There are thousands of formulas, but bakers point to the Dresden stollen as the benchmark. It calls for a yeast dough enriched with starter, butter and sugar; the liquid usually is milk. It's flavored with almonds, macerated fruits (including citron and orange peels and raisins, both golden and dark) and spices (mace and cardamom). Europeans fault American bakers for adding cinnamon and cheap candied fruit.

Stollen should be evenly strewn with fruits and nuts--in fact, a good one contains equal weights of dough and fruit. Butter content can range from 20% to 50% of the dough. Some stollen, rich in eggs, are brioche-light.

Among the variations on this basic recipe, marzipan stollen (Mandelstollen) outsells the classic version in Southern California, perhaps because of its strong flavor. And many California bakers have come up with unusual combinations, such as cranberries and pistachios.

Back in Michigan, stollen was the star at my family's gatherings at both Thanksgiving and Christmas. My Swiss-German grandmother's version was a coarse crumb bread, studded with raisins, brushed with butter and sprinkled with cinnamon sugar. That was my definition of stollen for two decades.

Later, when I worked as a cook in hotels in ski resorts in Switzerland and Austria, I found that stollen-tasting ranked with skiing as a pastime. My grandmother's ultra-lean stollen turned out to be a diet version next to the dense slices enriched with citrus peel and nuts that I regularly snitched from my employers' pastry kitchens.

It turned out that no two bakers agreed on the formula. Stollen I considered bizarre at first--versions with poppy seed or quark (fresh cheese)--quickly grew on me.

When I moved to Chicago in the late '70s, I blew out my seams on a stollen even richer than most I'd eaten in Europe. Berlin-born Lutz Olkawitz, then executive pastry chef at the Drake Hotel, made a legendary artery-clogging stollen. Not only did he put butter in the dough, he bathed each loaf as it came from the oven in more butter (followed by a shower of vanilla and powdered sugars).
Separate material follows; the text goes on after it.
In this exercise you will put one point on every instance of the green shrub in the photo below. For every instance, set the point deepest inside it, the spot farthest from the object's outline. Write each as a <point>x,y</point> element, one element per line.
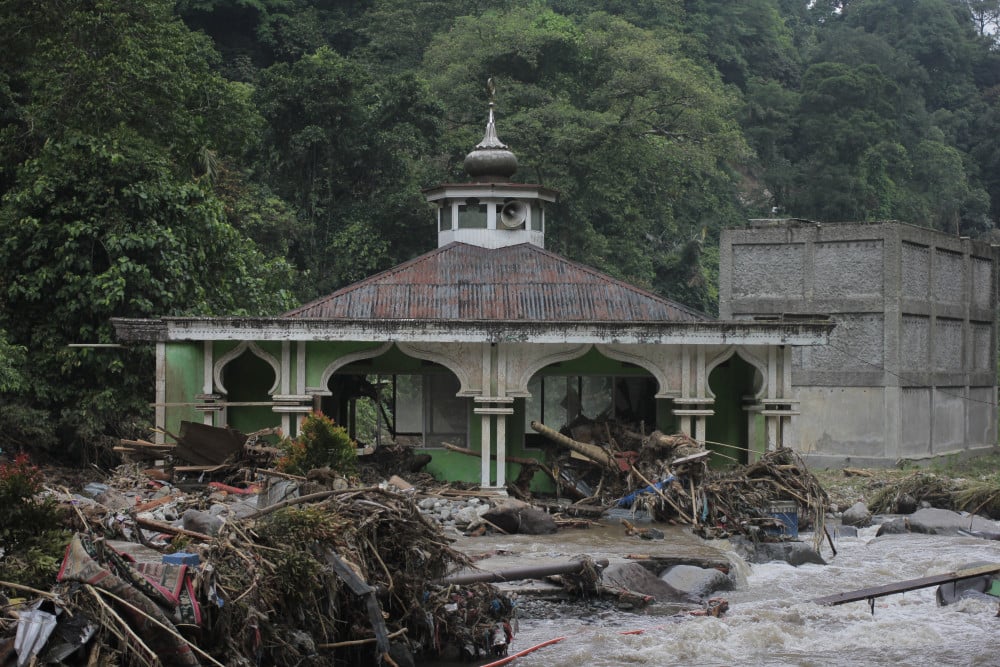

It sold for $12 a pound in the early '80s. That's if you were fortunate to get on his list of 350 names. Luckily, my girlfriend Jolene, also a pastry chef, volunteered as his weekend assistant. (Olkawitz, now retired, still bakes stollen with Jolene every other Christmas, but their 40 loaves are given strictly as gifts.)

My craving followed me to Hong Kong in 1989, and finding stollen there turned out to be easy. All the fancy Western-style hotels had European chefs and retail shops. The quality of the baked goods was high because the consumer demand was there. Many of these stollen cost more than $20 a loaf.